Saturday, December 21, 2024
No menu items!
HomeMusicSeefeel: Squared Roots Album Review

Seefeel: Squared Roots Album Review

Nothing is ever finished in a Seefeel song. There is no final result—just a snapshot of an experiment in progress, a process in motion. Some sound like they’ve been going for a very long time—the pace glacial, galactic. We might hear a sourceless scrap of guitar, an errant drum, a lonely wisp of Sarah Peacock’s voice. A dread bass pulse the center of gravity. All these bits of shrapnel hang in tentative constellations; they drift. The forces at work are hidden from the ear: the methods arcane, the process inscrutable. The form of a given song is like a snapshot of the expanding cosmos at an arbitrary point in its evolution, a thumbnail image of infinity.

Over the years, the UK group—currently the duo of Peacock and producer/multi-instrumentalist Mark Clifford—has offered clues as to the nature, if not the causes, of its cosmological dub. The 1995 song “Utreat,” the loneliest and most minimalist thing Seefeel had yet created, stretched like a bridge from the final side of Succour to the opening of the following year’s (Ch-vox), where it appeared in even more stripped-down form as “Utreat (Complete).” Three years ago, the box set Rupt and Flex (1994-96) unpacked the overlapping sessions for both albums, gathering multiple versions that knocked familiar forms out of their known orbits. A drum part might lurch to the fore, or be swallowed into the distance; a smudge of old feedback might draw novel shapes against the black. In a few cases, the band seemed simply to be toying with the playback speed—slow, slower, slowest—and coaxing new frequencies out of the tape with every pass.

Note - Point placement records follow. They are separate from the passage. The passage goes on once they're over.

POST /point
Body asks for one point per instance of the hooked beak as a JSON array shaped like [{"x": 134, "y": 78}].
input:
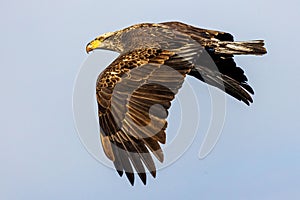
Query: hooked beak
[{"x": 92, "y": 45}]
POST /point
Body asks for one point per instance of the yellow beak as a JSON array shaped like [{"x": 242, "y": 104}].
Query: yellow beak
[{"x": 92, "y": 45}]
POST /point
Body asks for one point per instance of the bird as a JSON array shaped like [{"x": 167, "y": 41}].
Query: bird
[{"x": 135, "y": 91}]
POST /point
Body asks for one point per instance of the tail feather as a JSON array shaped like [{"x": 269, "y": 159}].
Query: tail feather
[{"x": 255, "y": 47}]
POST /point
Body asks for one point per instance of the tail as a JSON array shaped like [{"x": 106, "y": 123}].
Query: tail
[{"x": 255, "y": 47}]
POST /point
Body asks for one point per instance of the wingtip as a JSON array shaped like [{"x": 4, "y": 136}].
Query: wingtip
[{"x": 130, "y": 177}]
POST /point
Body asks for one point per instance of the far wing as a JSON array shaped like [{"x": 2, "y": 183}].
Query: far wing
[{"x": 134, "y": 94}]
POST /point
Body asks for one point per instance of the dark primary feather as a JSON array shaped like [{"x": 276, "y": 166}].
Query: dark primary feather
[
  {"x": 131, "y": 124},
  {"x": 154, "y": 60}
]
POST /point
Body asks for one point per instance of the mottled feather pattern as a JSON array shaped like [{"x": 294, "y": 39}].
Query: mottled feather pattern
[{"x": 135, "y": 91}]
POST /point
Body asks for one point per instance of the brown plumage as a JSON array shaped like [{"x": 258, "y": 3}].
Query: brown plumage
[{"x": 154, "y": 60}]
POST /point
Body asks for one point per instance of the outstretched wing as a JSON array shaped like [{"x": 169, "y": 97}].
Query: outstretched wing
[
  {"x": 226, "y": 75},
  {"x": 134, "y": 94}
]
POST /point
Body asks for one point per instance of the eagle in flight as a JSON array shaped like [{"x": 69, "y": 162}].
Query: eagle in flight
[{"x": 135, "y": 91}]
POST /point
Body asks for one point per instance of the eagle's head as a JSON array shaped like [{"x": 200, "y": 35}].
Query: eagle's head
[{"x": 107, "y": 41}]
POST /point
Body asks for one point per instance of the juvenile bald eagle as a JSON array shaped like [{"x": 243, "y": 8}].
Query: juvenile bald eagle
[{"x": 154, "y": 60}]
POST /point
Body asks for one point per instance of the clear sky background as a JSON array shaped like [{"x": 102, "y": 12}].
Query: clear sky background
[{"x": 42, "y": 47}]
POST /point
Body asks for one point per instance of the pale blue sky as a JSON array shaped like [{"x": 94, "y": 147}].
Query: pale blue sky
[{"x": 42, "y": 47}]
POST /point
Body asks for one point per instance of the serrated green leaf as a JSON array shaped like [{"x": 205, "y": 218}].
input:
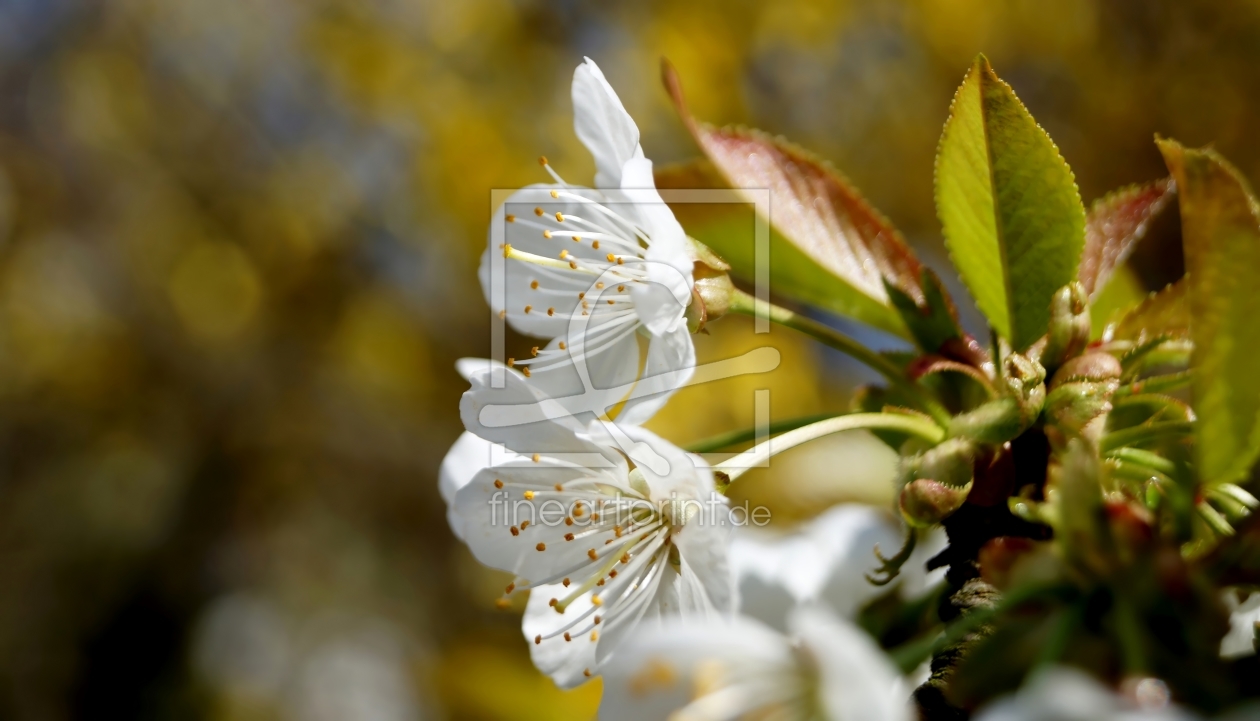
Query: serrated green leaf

Squared Roots offers the clearest picture yet—well, except that the pictures are blurred almost beyond recognition—of the group’s dubwise, recombinant philosophy. All seven tracks spring from the same materials that yielded this past August’s Everything Squared, which was Seefeel’s first new album in 13 years. There were six tracks there, and though the new record is about half a minute shorter, there are seven here—a minor detail that I think says something about the way Seefeel’s sounds mutate and proliferate, like bacteria in a Petri dish.

Like Everything Squared, Squared Roots is about 50 percent thump, 50 percent shimmer. Dully thudding kick drums and answering swells of bass provide the frame; everything else is some abstract derivative of guitar and wordless voice, both of them stretched and smeared and dubbed beyond recognition. The guitars sound less like guitars than freight-train whistles, cool breezes, a winter sunrise; Peacock’s voice sounds less like singing than a celestial sigh. It’s impossible to describe with any kind of certainty the relationship between the earlier tracks and these new ones: Are these rough drafts or later versions? Alternate takes or actual glimpses of alternate dimensions?